The amygdala-centered functional connectivity between explicit and implicit threat is dissociated in ASD. Although many studies have reported that individuals with ASD have atypical brain connectivity patterns, the results of more recent studies do not support unanimously the traditional view where individuals with ASD are described as having lower connectivity between distal brain regions and increased connectivity within proximal brain regions . For instance, literature reviews observed a general trend supporting the hypothesis of long-range functional under-connectivity, however, the status of local connectivity remains unclear . Thus, further investigations of connectivity with respect to behavior are needed to probe the underlying brain networks implicated in core deficits of ASD. In the same vein, thalamocortical disconnectivity could account for sensorimotor symptoms in ASD . Restricted interest and repetitive behaviors could be determined via inter- and intra-hemispheric functional disconnectivity . Here, this study reidentifies the dorsal and ventral networks as showing shared activity, and more importantly, demonstrates the existence of attention dissociated amygdala-centered pathways, towards threat [58, 59]. ASD showed significantly stronger negative signal couplings in both dorsal and ventral neural pathways during explicit threat processing whereas stronger positive correlation along the ventral neural pathways during implicit threat processing.

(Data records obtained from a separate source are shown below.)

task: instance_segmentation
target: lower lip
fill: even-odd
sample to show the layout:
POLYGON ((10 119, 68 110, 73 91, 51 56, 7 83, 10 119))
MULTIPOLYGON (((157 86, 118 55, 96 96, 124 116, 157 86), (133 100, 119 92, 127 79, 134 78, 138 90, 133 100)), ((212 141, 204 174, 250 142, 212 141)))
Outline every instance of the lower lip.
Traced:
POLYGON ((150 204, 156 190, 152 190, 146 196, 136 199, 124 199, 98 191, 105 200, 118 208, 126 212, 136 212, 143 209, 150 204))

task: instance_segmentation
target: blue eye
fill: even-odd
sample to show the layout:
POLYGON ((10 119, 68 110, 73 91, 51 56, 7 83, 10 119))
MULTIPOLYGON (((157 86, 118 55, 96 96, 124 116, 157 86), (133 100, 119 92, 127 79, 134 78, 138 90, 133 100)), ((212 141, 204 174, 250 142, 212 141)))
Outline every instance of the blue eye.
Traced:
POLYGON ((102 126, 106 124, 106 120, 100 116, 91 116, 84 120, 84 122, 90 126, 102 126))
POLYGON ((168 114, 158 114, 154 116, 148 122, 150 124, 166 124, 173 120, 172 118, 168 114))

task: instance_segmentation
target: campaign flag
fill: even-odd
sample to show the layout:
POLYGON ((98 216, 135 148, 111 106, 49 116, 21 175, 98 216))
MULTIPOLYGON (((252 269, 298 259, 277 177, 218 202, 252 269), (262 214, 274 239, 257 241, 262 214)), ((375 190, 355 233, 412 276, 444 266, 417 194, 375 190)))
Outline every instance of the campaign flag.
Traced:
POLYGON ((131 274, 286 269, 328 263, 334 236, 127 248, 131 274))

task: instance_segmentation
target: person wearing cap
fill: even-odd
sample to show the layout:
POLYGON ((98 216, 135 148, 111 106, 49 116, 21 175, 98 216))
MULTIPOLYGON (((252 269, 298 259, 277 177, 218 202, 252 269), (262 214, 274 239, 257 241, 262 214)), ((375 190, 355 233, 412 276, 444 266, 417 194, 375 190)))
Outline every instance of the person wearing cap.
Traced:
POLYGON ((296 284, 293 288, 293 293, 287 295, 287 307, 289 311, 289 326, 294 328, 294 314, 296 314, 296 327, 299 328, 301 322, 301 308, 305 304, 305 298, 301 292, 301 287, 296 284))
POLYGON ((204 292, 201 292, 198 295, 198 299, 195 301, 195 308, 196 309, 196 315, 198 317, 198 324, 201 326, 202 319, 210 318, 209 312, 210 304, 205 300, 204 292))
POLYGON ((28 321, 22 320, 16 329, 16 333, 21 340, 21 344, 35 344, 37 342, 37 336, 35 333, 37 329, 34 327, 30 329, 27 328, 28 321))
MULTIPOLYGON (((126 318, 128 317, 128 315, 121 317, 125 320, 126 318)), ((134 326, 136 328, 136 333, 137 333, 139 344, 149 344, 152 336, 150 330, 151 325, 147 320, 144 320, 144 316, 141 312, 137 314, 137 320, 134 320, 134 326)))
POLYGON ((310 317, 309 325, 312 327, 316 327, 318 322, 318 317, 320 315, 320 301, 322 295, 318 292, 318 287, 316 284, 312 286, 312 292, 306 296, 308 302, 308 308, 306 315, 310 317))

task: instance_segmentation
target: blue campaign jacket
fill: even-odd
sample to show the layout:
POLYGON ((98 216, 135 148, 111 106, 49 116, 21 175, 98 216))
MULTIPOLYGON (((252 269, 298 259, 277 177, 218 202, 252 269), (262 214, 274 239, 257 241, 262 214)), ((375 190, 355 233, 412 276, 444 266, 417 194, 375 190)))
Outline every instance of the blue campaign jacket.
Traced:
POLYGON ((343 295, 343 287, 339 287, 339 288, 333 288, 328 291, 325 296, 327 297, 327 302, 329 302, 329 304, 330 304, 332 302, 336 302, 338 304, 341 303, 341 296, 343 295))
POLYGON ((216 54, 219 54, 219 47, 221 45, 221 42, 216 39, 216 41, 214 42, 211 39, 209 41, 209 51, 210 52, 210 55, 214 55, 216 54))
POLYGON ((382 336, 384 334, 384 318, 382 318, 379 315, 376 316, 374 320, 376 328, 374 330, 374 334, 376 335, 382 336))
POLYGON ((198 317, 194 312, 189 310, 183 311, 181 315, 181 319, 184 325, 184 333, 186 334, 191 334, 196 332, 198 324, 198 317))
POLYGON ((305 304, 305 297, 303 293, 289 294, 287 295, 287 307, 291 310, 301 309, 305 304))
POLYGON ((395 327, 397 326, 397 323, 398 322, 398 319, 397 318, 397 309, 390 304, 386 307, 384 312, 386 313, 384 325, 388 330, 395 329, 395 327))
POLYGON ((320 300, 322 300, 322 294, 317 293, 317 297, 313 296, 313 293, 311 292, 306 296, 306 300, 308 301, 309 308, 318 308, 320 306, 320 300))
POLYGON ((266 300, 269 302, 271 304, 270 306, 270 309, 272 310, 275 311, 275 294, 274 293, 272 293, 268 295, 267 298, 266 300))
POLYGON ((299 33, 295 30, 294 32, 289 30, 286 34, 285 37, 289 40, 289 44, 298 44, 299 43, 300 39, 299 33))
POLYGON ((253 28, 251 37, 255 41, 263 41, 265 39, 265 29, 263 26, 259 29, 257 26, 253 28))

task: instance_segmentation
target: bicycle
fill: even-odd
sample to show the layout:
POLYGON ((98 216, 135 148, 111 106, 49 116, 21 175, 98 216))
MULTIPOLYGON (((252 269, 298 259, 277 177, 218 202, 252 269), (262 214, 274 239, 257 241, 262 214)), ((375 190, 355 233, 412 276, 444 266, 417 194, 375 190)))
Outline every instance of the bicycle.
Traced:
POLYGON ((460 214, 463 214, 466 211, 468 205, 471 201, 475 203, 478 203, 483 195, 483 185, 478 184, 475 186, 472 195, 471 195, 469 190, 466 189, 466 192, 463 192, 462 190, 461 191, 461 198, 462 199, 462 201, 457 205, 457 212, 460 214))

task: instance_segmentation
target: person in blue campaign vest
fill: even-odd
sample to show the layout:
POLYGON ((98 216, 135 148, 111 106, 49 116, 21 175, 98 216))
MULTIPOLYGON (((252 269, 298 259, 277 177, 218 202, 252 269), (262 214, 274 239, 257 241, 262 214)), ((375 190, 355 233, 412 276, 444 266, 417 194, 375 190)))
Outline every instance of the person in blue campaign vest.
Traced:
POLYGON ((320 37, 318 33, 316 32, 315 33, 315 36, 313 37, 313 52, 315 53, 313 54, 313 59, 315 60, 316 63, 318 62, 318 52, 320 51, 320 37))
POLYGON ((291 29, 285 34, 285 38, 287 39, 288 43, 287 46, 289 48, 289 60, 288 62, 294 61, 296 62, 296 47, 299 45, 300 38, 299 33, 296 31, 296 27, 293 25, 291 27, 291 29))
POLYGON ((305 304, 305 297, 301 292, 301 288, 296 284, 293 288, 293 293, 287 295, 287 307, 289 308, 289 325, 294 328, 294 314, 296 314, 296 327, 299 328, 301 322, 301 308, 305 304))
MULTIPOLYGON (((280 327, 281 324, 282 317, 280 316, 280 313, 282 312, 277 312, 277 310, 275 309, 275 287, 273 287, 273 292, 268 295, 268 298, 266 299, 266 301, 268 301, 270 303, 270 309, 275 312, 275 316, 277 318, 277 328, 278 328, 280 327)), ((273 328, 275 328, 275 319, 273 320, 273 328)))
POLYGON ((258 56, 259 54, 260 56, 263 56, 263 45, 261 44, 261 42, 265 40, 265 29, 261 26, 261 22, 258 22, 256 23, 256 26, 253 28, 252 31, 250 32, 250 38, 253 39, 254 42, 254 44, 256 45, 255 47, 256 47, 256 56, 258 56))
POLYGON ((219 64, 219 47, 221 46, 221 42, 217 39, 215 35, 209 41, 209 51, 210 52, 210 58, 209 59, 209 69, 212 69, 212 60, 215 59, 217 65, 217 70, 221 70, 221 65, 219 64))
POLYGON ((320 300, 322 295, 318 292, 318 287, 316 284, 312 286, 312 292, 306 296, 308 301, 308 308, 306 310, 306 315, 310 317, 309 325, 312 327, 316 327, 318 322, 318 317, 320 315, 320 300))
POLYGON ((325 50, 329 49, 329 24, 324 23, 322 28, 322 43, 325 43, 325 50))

Some limitation of this study must be acknowledged. First, regarding sample homogeneity, the generalizability of the results may be limited because people with low-functioning ASD were not included. Second, the relatively wide age range of subjects here might interact with developmental brain changes. Accordingly, based on the same theorems as previous work , we have conducted the imaging processing with DARTEL, as well as the correlation analysis with age and the inclusion of age as a covariate of no interest, as well as DARTEL corrections. This may not be the optimal design, and future studies are warranted with a larger sample size.